Каждое плавание, каждое новое судно требует напряжения, преодоления нежелания отрываться от дивана. Это, вероятно, сказывается монотонность детства и казарменного
Никогда не любил праздники. Помню, в день прорыва блокады меня разбудили этим известием. Я повернулся на другой бок и продолжал спать. И даже мать обозлилась и не могла меня понять. А я просто давно знал, что блокада будет прорвана — это отпраздновалось во мне раньше.

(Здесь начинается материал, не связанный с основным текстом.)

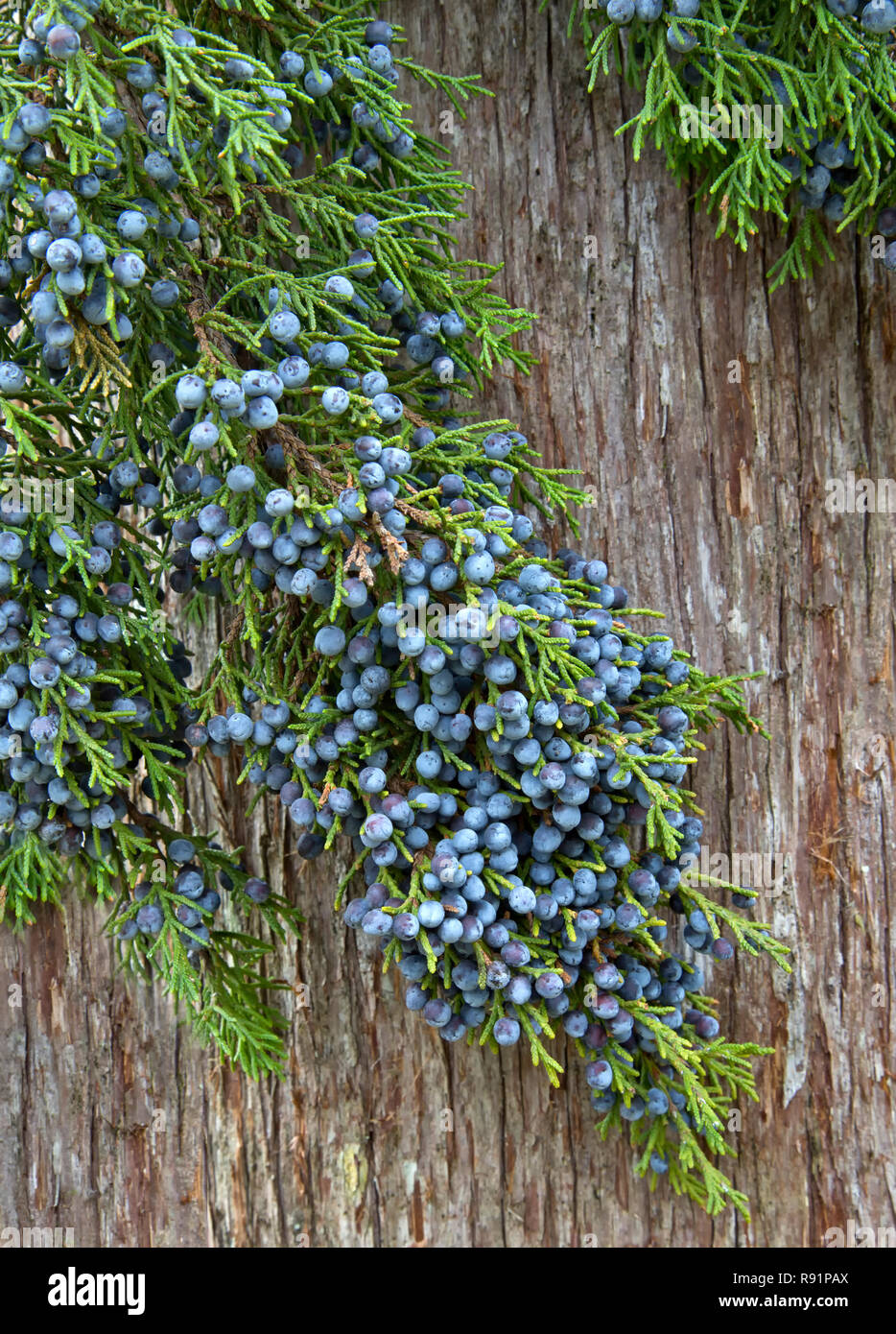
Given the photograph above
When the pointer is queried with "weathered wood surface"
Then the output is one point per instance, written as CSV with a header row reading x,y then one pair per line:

Уже в детстве существовала тяга к курению какой-нибудь дряни. Есть такие цветы «огоньки». Если оборвать лепестки, остается нечто вроде окурка. И вот я сосал эти цветки и вдыхал нечто дурманяще-тонизирующее. Курил и листья от веника. Но это малые грехи. Из значительных: получив двойку по арифметике у учительницы по прозвищу Крокодиловна, украл классный журнал, закопал его в сугроб, стер двойку в дневнике. Потом страх разоблачения начал сжимать в кольцо. Я набрал огрызков хлеба и бежал во двор, где залез внутрь поленницы дров и решил там жить. Была зима, мороз, дворовая тишина глубокого уже вечера, звезды мигали с черных небес. Я быстро спекся, то есть застыл. И все ждал, что кто-нибудь придет искать меня, и тогда я откликнусь с наименьшими потерями для самолюбия. Не позвали, потому что искали в другом месте. Окоченев, поплелся домой. Кажется, за проделку с журналом хотели исключить. Точно не помню. Звезды морозные, сверкающие, бесшумные над головой запомнились. Четвертый класс?..
А вообще долго боялся темноты. Боялся пустой квартиры и при свете. Необходимость матери была острой. Потерять мать в магазине или на вокзале — ощутить судорогу в желудке и общее оцепенение. Плакал, если память не изменяет, не много. Нынче глаза щиплет чаще, чем в детстве… Помню, в темный коридор, на зловещий шорох, на возможное страшное бросался, опережая это страшное. Волосы вставали дыбом, мурашки охватывали с головы до ног.
И теперь не люблю оттягивать встречу с противным или страшным «на потом». Жизненный опыт вынуждает признать: черт не так страшен, как его малюют.
Лечение от страха темноты и брошенности начал зимой сорок первого. И с радикальных, сильных средств.
В квартиру вместо эвакуировавшихся соседей — семьи скрипача из Мариинского театра — вселили семью рабочего с Кировского завода. Про них тоже можно сказать, что их «эвакуировали», ибо передняя линия фронта проходила возле их прежнего жилища. В рабочем семействе было десять детей. Они быстро умирали. Их трупики старшие складывали в коридоре квартиры. О смерти членов семейства в те времена сообщать властям не стал бы даже полный кретин, потому что карточки умерших возможно было использовать до конца декады, а если повезет, то и до конца месяца.
На рубеже сорок первого и сорок второго годов за хлебом в булочную надо было отправляться рано утром, до открытия. Иначе можно было остаться и без ста двадцати пяти граммов. Света в коридоре и передней не было. На вход и выход мы пробирались, ощупывая в темноте трупы, сложенные вдоль стены. Несмотря на уличный мороз в квартире, запах разложения был. И страх перед трупами сохранялся, но тусклый страх, монотонный, страх без страха перед неожиданным испугом, страх перед мразью тления, остаток брезгливости еще существующего к уже разлагающемуся.